Langdon volvió al presente.

Sienna lo estaba mirando desconcertada.

—¿Qué sucede?

—Nuestra versión del Mappa —dijo con excitación— ¡está modificada! —Sacó el proyector del bolsillo de su chaqueta y lo agitó lo mejor que pudo en ese estrecho espacio. La bola repiqueteó ruidosamente, pero las sirenas ahogaban el ruido—. ¡Quienquiera que creara esta imagen, reconfiguró los niveles del Malebolge!

Cuando el artilugio comenzó a resplandecer, Langdon lo apuntó hacia la lisa superficie que tenían delante. El Mappa dell’Inferno apareció, brillando en la tenue luz de su escondite.

«Botticelli en un excusado químico», pensó Langdon, avergonzado. Este tenía que ser el lugar menos elegante en el que se hubiera mostrado nunca un cuadro de Botticelli. Luego comenzó a repasar los diez fosos y asintió con excitación.

—¡Sí! —exclamó—. ¡Está mal! ¡El último foso del Malebolge debería estar lleno de enfermos, no de gente enterrada boca abajo! ¡El décimo foso es el de los mentirosos, no el de los simoníacos!

Sienna parecía intrigada.

—Pero… ¿por qué alguien querría cambiar el orden?

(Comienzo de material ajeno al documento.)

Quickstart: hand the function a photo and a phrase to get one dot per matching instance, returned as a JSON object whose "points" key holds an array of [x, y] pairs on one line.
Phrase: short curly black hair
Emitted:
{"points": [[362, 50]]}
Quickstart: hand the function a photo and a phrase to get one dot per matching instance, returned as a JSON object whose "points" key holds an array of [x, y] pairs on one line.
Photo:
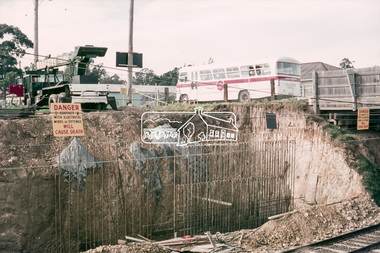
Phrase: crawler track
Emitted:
{"points": [[363, 240], [16, 113]]}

Catrovacer —susurró Langdon, mirando las pequeñas letras que habían sido añadidas en cada nivel—. No creo que sea eso lo que realmente dice.

A pesar de la herida que le había borrado los recuerdos de los dos últimos días, Langdon notaba que su memoria funcionaba a la perfección. Cerró los ojos y pensó en las dos versiones del Mappa para cotejarlas y detectar las diferencias. No había tantos cambios como había imaginado y, sin embargo, sintió como si un velo hubiera sido retirado.

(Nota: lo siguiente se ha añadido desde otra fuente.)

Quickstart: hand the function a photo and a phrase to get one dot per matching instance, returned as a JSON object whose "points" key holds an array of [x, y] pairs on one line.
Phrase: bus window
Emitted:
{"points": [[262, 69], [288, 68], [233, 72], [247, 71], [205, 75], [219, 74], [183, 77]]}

De repente, todo estuvo claro.

«¡Busca y hallarás!».

—¿Qué ocurre? —preguntó Sienna.

Langdon sintió que se le secaba la boca.

—Ya sé porqué estoy en Florencia.

—¡¿Lo sabes?!

—Sí, y también adónde se supone que debo ir.

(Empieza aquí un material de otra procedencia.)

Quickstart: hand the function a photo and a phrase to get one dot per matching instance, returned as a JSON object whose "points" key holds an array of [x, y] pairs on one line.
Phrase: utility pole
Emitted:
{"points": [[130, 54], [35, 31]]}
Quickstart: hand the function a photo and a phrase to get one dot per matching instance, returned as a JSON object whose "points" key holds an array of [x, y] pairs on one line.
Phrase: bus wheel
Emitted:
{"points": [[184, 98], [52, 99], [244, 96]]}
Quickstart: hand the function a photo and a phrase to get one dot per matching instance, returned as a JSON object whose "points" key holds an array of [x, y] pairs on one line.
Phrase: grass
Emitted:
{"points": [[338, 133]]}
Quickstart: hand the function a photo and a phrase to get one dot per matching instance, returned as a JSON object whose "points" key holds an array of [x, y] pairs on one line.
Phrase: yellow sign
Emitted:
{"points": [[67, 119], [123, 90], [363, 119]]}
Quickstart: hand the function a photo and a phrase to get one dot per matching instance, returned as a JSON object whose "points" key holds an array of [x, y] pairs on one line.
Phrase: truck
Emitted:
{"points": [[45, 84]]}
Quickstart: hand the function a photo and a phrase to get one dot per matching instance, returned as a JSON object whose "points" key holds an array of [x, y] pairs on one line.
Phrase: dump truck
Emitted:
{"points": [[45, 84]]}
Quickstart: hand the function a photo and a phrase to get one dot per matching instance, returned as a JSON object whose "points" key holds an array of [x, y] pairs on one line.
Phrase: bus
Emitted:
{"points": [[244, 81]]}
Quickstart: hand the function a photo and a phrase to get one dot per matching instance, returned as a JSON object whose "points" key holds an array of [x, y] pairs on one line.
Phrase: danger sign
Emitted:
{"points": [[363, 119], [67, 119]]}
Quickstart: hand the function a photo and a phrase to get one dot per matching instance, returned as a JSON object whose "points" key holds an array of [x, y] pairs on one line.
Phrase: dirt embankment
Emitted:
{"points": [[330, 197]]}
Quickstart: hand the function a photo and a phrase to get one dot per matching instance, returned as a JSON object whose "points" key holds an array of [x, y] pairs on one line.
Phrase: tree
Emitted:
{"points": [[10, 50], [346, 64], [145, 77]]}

Sienna le agarró del brazo.

—¡¿Adónde?!

Langdon tuvo la sensación de pisar tierra firme por primera vez desde que se había despertado en el hospital.

—Esas diez letras —susurró—. Señalan una localización precisa en la parte antigua de la ciudad. Ahí es donde están las respuestas.

—¡¿En qué lugar de la parte antigua?! —preguntó Sienna—. ¿Qué has averiguado?

Unas risas resonaron al otro lado del baño. Otro grupo de estudiantes estaba pasando por delante, bromeando y charlando en varias lenguas. Langdon se asomó con cuidado por la esquina del cubículo y vio cómo se alejaban. Luego miró a la policía.

—Tenemos que ponernos en marcha. Te lo explicaré de camino.

—¡¿De camino?! —Sienna negó con la cabeza—. ¡Nunca podremos cruzar la Porta Romana!

—Espera aquí treinta segundos —le dijo—, y luego ven y sígueme la corriente.

Tras decir eso, Langdon se marchó, dejando a su nueva amiga desconcertada y sola.